# Umfrage: ERA Einstufung bei Euch



## DennisBerger (31 Oktober 2007)

Hallo,
hab leider kein reines Forum mit Energieelektronikern / betriebselektrikern gefunden, denke mal hier sind auch recht viele um mal so eine Umfrage zu machen. 
mich würde mal interessieren wie ihr eingestuft wurdet, gerade weil das ja sehr unterschiedlich ist und man nicht weiss ob es fair war oder nicht
(es können auch user mitmachen, die nicht betriebselektriker sind)

ich dachte mir, dass jeder mal wie unten postet:

Beruf: Energieelektroniker
Weiterbildung (Techn, Meister): keine
Berufserfahrung: 15 jahre
Firmengrösse: ca 600
ERA Einstufung: EG 11
Bundesland: baden Württemberg

Ausgeübte Tätigkeit:
-Wartung, Fehlersuche und Störungsbehebung aller Maschinen im gesamten Betrieb (Roboter, CNC maschinen, kleinere bis mittelgrosse Produktionsvorrichtungen, Kunststoffspritzmaschinen, Mehrspindelmaschinen, usw)
- Zeichnen von neuen ElektroPlänen mit CAD bei Neuentwicklung kleinerer Maschinen (packmaschinen, prüfvorrichtungen, montageplätzen) - Schaltschränke von neuen eigenentwickelten Maschinen/Vorrichtungen verdrahten (+ zusammenstellung der benötigten Komponente),
- Gefahrenanalyse mit Konstrukteur an den neuen Vorrichtungen machen 
- kleine bis mittelgrosse (u.a. komplexe) SPS Programme Siemens S7 schreiben teilweise mit OPs mittels WinCC, mit Analogwerten, berechnungen usw
- dazu korrigieren, ändern und Fehlersuche an Maschinen mit Steuerungen Siemens S7 , S5, Mitsubishi und Saia.
- Installation kleinerer Sachen (stecksdosen, lampen)
- VDE 701/702 messungen



bitte nicht so viel Offtopic sondern unten stehendes muster verwenden:

Beruf: 
Berufserfahrung:
Weiterbildung:
Firmengrösse: 
ERA Einstufung: 
Bundesland: 

Ausgeübte Tätigkeit:


----------



## Tillix (31 Oktober 2007)

Beruf: EnergieelektronikerZulieferer Automobil-Industrie / Metallverarbeitung​Weiterbildung : Meister   (aber nicht als Meister eingestellt / tätig)

Berufserfahrung: 15 jahre
Firmengrösse: ca 350
ERA Einstufung: EG 10
Bundesland: NRW


  Ausgeübte Tätigkeit:   95% Deckungsgleich  zu DennisBerger   


:sm24:


----------



## Tillix (31 Oktober 2007)

:icon_arrow: Jahresgehalt    --> Techniker Forum.de -->   http://www.techniker-forum.de/gehalt-steuern-bafoeg-20/umfrage-jahresgehalt-8955.html


----------



## DennisBerger (31 Oktober 2007)

@tillix:
danke für den beitrag.
bei techniker forum war ich schon, aber da geht es mehr ums gehalt und sind techniker. also nicht ganz unser job.
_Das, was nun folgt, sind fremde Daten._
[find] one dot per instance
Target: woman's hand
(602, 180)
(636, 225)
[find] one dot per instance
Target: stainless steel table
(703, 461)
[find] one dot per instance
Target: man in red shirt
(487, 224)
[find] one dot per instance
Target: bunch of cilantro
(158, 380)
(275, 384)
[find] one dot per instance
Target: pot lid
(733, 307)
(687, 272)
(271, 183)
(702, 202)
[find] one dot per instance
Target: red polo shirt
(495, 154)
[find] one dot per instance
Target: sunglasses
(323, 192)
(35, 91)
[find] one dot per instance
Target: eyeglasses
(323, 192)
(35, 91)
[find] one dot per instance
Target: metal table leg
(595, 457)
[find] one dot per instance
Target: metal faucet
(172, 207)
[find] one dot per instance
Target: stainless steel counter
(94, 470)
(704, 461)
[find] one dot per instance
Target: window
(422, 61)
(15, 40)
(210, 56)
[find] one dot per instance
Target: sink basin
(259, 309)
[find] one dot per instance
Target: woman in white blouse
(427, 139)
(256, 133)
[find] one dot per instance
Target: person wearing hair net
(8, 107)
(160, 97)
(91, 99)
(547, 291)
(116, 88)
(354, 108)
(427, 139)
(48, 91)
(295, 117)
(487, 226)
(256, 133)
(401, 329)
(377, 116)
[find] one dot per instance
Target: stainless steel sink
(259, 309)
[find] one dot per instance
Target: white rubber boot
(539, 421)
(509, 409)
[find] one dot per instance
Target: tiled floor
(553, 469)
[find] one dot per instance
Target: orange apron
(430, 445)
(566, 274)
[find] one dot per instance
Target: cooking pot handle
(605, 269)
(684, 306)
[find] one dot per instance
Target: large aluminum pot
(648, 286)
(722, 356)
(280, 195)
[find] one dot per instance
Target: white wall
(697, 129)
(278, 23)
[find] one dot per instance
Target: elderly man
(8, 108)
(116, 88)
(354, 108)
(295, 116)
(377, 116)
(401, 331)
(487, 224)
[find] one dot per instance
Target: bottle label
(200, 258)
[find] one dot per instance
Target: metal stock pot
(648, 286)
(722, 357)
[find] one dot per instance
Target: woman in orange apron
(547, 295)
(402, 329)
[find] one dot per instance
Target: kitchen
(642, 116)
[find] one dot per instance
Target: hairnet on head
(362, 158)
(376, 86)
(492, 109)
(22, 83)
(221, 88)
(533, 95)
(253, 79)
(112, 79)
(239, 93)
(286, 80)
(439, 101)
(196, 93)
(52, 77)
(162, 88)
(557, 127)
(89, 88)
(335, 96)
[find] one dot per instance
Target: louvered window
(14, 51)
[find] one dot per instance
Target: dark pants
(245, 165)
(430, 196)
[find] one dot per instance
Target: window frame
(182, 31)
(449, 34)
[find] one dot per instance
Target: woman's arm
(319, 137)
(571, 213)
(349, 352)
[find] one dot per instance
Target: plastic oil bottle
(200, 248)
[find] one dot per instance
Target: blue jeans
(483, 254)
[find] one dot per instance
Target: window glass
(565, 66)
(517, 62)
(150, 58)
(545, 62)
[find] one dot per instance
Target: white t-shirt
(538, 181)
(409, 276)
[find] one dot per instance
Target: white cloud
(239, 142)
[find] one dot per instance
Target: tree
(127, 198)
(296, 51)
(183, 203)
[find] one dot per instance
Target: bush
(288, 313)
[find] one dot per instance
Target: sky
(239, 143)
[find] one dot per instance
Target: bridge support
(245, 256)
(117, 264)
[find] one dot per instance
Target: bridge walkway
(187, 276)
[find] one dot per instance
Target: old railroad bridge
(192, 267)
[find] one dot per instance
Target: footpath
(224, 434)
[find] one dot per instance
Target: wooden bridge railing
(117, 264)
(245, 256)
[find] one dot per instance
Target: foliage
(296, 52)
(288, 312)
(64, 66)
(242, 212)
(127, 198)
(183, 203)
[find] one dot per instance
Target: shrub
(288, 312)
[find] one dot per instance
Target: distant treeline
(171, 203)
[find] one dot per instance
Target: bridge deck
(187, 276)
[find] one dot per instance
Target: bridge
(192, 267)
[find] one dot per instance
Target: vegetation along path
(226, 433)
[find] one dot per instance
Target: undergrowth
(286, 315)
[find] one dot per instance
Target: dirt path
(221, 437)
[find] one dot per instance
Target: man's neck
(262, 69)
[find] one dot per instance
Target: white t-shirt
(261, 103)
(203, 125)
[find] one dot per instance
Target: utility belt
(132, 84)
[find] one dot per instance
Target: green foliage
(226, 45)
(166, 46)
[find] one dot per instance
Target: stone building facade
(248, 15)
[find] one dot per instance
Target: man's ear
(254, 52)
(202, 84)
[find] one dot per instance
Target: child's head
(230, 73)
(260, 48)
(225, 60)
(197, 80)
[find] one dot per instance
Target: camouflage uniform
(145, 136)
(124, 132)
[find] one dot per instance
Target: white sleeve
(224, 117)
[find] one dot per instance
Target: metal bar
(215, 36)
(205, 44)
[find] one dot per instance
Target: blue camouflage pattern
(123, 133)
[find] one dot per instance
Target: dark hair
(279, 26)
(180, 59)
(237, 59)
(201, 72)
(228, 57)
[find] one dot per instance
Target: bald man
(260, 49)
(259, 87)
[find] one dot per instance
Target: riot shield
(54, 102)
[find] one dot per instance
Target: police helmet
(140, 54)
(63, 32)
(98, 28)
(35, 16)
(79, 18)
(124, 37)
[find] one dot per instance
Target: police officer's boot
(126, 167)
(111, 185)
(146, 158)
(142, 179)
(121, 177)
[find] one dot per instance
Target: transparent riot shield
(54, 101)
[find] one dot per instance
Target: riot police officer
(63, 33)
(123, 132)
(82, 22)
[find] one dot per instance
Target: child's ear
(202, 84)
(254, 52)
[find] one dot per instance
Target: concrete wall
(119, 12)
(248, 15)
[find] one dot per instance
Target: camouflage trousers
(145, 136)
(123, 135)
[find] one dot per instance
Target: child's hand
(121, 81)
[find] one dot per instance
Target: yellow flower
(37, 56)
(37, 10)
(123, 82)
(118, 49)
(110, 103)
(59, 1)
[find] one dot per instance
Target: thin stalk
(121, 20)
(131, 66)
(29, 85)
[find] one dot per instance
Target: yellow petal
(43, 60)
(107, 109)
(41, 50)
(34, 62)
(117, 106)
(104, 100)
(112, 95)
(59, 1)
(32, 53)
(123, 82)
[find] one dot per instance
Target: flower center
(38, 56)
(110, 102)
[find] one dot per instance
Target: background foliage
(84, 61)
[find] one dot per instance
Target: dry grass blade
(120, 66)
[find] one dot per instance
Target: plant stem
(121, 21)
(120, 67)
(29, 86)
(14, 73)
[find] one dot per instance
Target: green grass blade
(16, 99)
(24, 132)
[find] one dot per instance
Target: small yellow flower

eg10? und hast gleiche arbeit wie ich?
nach dem niveaubeispiel des ERA formulars müsste uns eigentlich Betriebselektriker 3 zustehen also EG12.
und bei dem niveaubeispiel steht sogar bei sps nur:
"korrigieren und ändern von programmen..."
wir schreiben sie ja komplett selbst mit OPs teilweise, wäre qalso sogar mehr als bei Betriebselektriker 3 aufgeführt wurde.

deshalb war ja meine frage, weil ich mal schauen wollte, was andere so bekommen, ob wir noch gut eingestuft wurden oder schlecht.
betrieb sagte mir, dass ich mit eg11 sehr gut bedient wäre (im vergleich zu anderen berufsgruppen im betrieb), 
wir bekamen also mehr als das Niveaubeispiel betriebselektriker 2 (EG10) aber weniger als Beispiel Betriebselektriker 3 (EG12)
(alle elektriker bei uns wurden gleich eingestuft)

ich seh das eben anders. würde schon gern das wollen was mir laut niveau rechnung zusteht, kann ja nichts dafür wenn die meister eg12 haben und ich unter dem meister bleiben soll.


----------



## Tillix (31 Oktober 2007)

@ DennisBerger

ERA hat nichts mit Logik zu tun. 

  Faktoren wie ERA Ausschuss, Betriebsrat, Vorgesetzter, Vitamin B, usw... spielen eine sehr große Rolle bei der Festlegung der ERA-Eingruppierung.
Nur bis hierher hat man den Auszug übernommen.